11.05. Telescopic joint or” Slip joint”. Telescopic joint or Slip joint is the connection between the rig and the marine riser (wellhead). The slip joint is designed to handle vertical movement created by the sea (waves, current) and has a certain stroke (travel length). The stroke (travel length) is the limitation for the operation due to heave, roll and pitch. The slip joint consists of two parts, inner and outer barrel. The outer barrel is connected to the marine riser and it will be fixed compared to the wellhead. The riser tension wires are attached to the outer barrel with a tension ring or with pad eyes. The outlets for C/K-line are also attached to the outer barrel. The inner barrel is slick and attached to the rig and moves freely in and out of the outer barrel, through a pneumatic or hydro mechanical seal, or like a piston in a cylinder. The inner barrel is attached to the rig at the upper flex joint located close to rig floor (diverter housing). Note! The seal between inner and outer barrel is assumed to be the first item that fails during a shallow gas blow out.
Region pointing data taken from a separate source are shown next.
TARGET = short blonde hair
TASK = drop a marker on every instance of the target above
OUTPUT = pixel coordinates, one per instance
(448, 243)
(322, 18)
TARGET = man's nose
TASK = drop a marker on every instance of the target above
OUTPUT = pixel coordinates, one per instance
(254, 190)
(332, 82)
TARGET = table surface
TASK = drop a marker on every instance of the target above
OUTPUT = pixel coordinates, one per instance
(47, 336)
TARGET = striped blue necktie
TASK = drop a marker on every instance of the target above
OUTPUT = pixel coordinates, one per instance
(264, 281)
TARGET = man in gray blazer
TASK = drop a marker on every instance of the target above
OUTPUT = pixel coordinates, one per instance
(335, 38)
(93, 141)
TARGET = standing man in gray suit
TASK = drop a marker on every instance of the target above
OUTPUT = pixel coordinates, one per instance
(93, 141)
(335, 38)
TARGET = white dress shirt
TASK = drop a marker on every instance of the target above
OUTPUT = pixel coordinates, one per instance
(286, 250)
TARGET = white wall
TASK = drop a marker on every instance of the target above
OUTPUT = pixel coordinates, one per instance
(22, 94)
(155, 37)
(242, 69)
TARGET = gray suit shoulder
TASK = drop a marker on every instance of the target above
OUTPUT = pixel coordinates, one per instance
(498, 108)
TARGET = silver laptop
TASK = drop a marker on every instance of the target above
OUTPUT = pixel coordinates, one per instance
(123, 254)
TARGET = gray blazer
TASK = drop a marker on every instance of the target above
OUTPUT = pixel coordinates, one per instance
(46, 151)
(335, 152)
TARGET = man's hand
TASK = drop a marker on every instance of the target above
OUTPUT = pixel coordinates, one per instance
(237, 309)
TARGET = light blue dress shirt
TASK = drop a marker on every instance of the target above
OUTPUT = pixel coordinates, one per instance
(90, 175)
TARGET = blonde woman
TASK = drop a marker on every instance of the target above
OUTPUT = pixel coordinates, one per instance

11.06. Riser tensioning system. The riser tensioning system shall compensate for the rig movement and be able to keep the marine riser in tension. -

Tension wires and guide wheels. Telescopic compensator with guide wheels. Hydro pneumatic accumulators. Operating panel and piping. Air compressors and air vessels.

The risers offset angle has to be as vertical as possible to reduce the bending moment on the riser and the riser has to be kept in tension. Too high tension gives excessive axial stresses. To reduce the tension force on the equipment the marine riser is fitted with buoyant material, this is normal in deep water drilling. A hydro pneumatic compensator system is used to keep the tension force constant. The tension force is controlled by air pressure and transferred to the riser from telescopic compensators by wires across guide wheels to pad eyes or a tension ring. The system acts in the way that when the rig moves down wards the compensator retracts to reduce the required length of wire and opposite when it moves up wards the compensator extends.

11.07. Automatic riser fill-up valve. Some marine risers are equipped with an automatic valve to fill up the riser. It operates on differential pressure. When the fluid level in the riser drops and to avoid that the riser collapse the automatic valve opens and fill up the riser with sea water.